PERREAULT Magazine FEB | MAR 2015 | Page 64

BP: What sparked your love and support for wildlife?

RL: Following on from the above, this was sparked at a very early age. I am informed that my passion for conservation began at just short of three years old, when I found what I clearly thought were a couple of starving snails in my mother’s garden and decided to carefully transport them indoors and place them in the vegetable compartment of the fridge in our kitchen to revive them! This early act of kindness soon became a mission, as a child, to actively seek out wildlife in distress, our home quickly becoming an animal hospital for injured hedgehogs, chicks, baby owls and anything else I felt needed care and rehabilitation!
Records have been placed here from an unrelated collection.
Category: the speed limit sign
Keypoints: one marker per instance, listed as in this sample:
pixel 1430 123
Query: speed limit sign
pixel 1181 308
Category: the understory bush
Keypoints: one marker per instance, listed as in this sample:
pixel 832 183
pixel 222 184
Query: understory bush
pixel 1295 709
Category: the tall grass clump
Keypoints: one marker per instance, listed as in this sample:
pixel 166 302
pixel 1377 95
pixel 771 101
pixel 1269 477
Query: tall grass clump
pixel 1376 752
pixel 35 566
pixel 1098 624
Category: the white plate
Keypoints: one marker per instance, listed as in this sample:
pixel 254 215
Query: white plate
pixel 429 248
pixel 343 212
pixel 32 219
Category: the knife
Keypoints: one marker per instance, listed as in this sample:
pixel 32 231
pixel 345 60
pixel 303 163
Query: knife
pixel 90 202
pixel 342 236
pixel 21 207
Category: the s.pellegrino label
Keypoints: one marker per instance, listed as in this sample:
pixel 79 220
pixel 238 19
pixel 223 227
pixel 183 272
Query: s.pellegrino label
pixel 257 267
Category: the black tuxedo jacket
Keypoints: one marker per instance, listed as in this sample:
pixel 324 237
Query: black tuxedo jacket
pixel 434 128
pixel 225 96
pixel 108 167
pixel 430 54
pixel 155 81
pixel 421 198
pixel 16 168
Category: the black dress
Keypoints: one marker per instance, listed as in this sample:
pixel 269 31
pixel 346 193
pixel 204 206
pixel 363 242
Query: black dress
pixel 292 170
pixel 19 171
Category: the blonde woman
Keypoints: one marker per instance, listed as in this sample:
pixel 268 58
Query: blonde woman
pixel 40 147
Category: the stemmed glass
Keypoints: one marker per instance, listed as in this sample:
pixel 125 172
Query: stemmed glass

Now, as a parent myself, my desire to nurture and care has been fulfilled in other ways but my passion for wildlife and conservation remains as strong as ever. I am lucky enough to be able to channel this interest and passion through my creative work which, in turn, has led me to become involved in conservation on a larger scale, with my support of conservation organisations like Tusk (www.tuskusa.com) and WildAid (www.wildaid.org), who are fighting to save our endangered species in what is now a critical situation. I made the decision early on in my sculpture career that if I was going to be studying and sculpting wildlife, particularly endangered species, I did not simply want to be a passive observer of my subject matter. In order to create the work I do and breathe life into my pieces, I have to care about the subject matter and that care brings with it an enormous sense of responsibility. My bronze sculptures will outlive me and many generations to come and each piece is created in celebration of a living creature, I could not bear the idea of any of my pieces becoming a memorial to an extinct species.

What started as a childhood passion and care has become, for me, a commitment and promise that I will do everything I can, using the skills I have, to help in the battle to conserve our planet and the wonderfully diverse species that inhabit it.

BP: You often combine a small and fragile creature with a larger one – in perfect balance - as well as the mother and the ‘child’.

Is this your own sense of affection and responsibility towards animals that we see through your creations?

Yes, although I think it is both a combination of my own sense of responsibility and affection that I feel towards the animal and my own strong affinity, as a mother myself, with what I like to describe as ’the art of nurture’. One of my early pieces was a bronze of a female baboon carrying her baby. It was an ambitious piece at the time, since baboons are not a particularly traditional sculpture subject and the scale of the baby meant that the detail I would have to recreate would be very fine indeed.